Center for Biomedical Imaging, Department of Radiology, New York University School of Medicine, New York, New York, USA.
Siemens Healthineers, New York, New York, USA.
J Magn Reson Imaging. 2018 Mar;47(3):723-728. doi: 10.1002/jmri.25779. Epub 2017 Jun 3.
To develop and test a deep learning approach named Convolutional Neural Network (CNN) for automated screening of T -weighted (T WI) liver acquisitions for nondiagnostic images, and compare this automated approach to evaluation by two radiologists.
We evaluated 522 liver magnetic resonance imaging (MRI) exams performed at 1.5T and 3T at our institution between November 2014 and May 2016 for CNN training and validation. The CNN consisted of an input layer, convolutional layer, fully connected layer, and output layer. 351 T WI were anonymized for training. Each case was annotated with a label of being diagnostic or nondiagnostic for detecting lesions and assessing liver morphology. Another independently collected 171 cases were sequestered for a blind test. These 171 T WI were assessed independently by two radiologists and annotated as being diagnostic or nondiagnostic. These 171 T WI were presented to the CNN algorithm and image quality (IQ) output of the algorithm was compared to that of two radiologists.
There was concordance in IQ label between Reader 1 and CNN in 79% of cases and between Reader 2 and CNN in 73%. The sensitivity and the specificity of the CNN algorithm in identifying nondiagnostic IQ was 67% and 81% with respect to Reader 1 and 47% and 80% with respect to Reader 2. The negative predictive value of the algorithm for identifying nondiagnostic IQ was 94% and 86% (relative to Readers 1 and 2).
We demonstrate a CNN algorithm that yields a high negative predictive value when screening for nondiagnostic T WI of the liver.
2 Technical Efficacy: Stage 2 J. Magn.

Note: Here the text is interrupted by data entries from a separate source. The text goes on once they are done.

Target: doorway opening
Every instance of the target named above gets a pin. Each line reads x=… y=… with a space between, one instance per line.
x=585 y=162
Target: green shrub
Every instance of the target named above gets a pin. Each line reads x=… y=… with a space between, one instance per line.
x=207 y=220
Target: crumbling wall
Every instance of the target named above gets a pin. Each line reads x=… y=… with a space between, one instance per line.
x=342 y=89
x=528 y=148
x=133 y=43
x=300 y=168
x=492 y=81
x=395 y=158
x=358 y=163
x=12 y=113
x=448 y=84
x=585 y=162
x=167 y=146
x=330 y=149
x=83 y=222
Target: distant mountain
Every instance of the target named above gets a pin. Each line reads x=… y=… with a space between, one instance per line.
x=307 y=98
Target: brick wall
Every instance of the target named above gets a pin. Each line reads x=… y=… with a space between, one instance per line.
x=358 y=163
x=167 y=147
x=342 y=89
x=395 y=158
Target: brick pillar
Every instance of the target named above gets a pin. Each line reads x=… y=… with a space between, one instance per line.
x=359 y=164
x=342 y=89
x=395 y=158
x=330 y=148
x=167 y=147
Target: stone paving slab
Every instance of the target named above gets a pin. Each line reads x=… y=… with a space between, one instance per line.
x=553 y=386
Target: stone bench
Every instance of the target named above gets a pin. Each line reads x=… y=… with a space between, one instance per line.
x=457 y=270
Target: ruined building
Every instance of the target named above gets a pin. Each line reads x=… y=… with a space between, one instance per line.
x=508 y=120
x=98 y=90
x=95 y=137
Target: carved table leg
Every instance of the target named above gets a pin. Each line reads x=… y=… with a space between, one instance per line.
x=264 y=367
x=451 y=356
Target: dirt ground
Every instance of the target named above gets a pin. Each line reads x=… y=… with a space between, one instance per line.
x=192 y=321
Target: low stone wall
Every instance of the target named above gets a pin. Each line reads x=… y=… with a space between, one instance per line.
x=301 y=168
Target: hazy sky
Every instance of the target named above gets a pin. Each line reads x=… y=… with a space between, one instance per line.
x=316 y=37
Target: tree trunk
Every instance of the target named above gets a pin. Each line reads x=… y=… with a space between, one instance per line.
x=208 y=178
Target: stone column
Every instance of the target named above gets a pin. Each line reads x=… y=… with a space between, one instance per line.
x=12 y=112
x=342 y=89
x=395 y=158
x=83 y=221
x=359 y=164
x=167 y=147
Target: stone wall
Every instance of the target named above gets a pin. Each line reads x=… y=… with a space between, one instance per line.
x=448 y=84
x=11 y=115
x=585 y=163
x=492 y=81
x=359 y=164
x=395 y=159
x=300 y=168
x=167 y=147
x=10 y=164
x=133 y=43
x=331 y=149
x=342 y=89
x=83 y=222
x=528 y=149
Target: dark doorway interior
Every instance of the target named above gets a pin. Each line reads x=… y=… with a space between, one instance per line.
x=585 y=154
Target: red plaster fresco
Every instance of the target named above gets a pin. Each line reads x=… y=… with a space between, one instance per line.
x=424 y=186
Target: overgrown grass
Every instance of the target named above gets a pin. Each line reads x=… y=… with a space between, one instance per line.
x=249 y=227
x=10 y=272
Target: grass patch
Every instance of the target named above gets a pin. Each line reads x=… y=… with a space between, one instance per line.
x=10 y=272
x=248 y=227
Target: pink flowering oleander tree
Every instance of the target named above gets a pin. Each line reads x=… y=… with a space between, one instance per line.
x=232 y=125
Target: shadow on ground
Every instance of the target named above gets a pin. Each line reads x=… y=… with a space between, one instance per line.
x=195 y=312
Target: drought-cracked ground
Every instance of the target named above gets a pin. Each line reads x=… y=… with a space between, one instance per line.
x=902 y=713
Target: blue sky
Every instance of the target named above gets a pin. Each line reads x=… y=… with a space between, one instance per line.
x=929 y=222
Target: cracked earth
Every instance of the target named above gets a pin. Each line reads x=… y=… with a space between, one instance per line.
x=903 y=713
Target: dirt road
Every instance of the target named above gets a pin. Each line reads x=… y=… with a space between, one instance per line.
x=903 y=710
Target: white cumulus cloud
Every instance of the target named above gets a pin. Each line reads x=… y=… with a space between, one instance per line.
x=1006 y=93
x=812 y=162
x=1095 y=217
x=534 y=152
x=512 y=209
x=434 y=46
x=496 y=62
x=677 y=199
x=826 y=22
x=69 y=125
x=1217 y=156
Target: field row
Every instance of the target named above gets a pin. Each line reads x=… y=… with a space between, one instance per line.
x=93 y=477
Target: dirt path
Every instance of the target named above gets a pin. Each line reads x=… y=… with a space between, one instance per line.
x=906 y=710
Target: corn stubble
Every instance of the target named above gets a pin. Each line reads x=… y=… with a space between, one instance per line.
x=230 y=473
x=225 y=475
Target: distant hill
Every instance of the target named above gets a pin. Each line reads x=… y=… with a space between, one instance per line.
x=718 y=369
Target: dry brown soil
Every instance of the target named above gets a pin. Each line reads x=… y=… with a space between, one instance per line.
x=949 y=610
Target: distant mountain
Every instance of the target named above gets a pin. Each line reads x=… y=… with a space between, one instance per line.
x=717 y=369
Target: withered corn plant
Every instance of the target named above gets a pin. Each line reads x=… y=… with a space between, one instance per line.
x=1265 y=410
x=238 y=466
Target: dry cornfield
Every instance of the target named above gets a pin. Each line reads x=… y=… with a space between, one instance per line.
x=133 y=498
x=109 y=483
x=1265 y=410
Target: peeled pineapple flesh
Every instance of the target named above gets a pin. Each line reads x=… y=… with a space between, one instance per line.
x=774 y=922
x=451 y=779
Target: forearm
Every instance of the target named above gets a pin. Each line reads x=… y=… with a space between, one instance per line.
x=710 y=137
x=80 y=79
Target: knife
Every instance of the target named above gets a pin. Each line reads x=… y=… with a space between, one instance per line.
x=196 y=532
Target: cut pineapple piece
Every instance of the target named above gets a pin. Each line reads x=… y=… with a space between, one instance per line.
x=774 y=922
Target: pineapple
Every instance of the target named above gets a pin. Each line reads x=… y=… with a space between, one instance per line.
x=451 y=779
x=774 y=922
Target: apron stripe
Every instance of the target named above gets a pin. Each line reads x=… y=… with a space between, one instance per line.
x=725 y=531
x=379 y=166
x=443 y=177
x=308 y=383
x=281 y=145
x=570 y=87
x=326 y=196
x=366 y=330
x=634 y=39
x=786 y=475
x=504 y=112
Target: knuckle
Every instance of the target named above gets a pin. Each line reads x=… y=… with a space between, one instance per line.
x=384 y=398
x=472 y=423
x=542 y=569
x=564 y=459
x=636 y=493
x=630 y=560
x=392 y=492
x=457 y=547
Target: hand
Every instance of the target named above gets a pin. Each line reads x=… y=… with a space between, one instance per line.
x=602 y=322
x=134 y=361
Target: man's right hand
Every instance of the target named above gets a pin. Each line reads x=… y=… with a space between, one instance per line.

Reson. Imaging 2018;47:723-728.
开发并测试一种名为卷积神经网络(CNN)的深度学习方法,用于自动筛选 T 加权(T WI)肝脏采集图像是否为非诊断性图像,并将这种自动方法与两名放射科医生的评估进行比较。
我们评估了 2014 年 11 月至 2016 年 5 月在我们机构进行的 522 例 1.5T 和 3T 肝脏磁共振成像(MRI)检查,用于 CNN 的训练和验证。CNN 由输入层、卷积层、全连接层和输出层组成。351 例 T WI 被匿名化用于训练。每个病例都被标记为有或无病变检测和肝脏形态评估的诊断性或非诊断性。另外还收集了 171 例独立的病例用于盲法测试。这 171 例 T WI 由两名放射科医生独立评估,并标记为诊断性或非诊断性。这 171 例 T WI 被提交给 CNN 算法,并比较算法的图像质量(IQ)输出与两名放射科医生的结果。
Reader 1 与 CNN 在 79%的病例中 IQ 标签一致,Reader 2 与 CNN 在 73%的病例中 IQ 标签一致。CNN 算法在识别非诊断性 IQ 方面的灵敏度和特异性分别为 67%和 81%(相对于 Reader 1)和 47%和 80%(相对于 Reader 2)。算法识别非诊断性 IQ 的阴性预测值分别为 94%和 86%(相对于 Reader 1 和 2)。
我们展示了一种 CNN 算法,在筛选肝脏非诊断性 T WI 时具有较高的阴性预测值。
2 技术功效:第 2 阶段 J. Magn. Reson. Imaging 2018;47:723-728.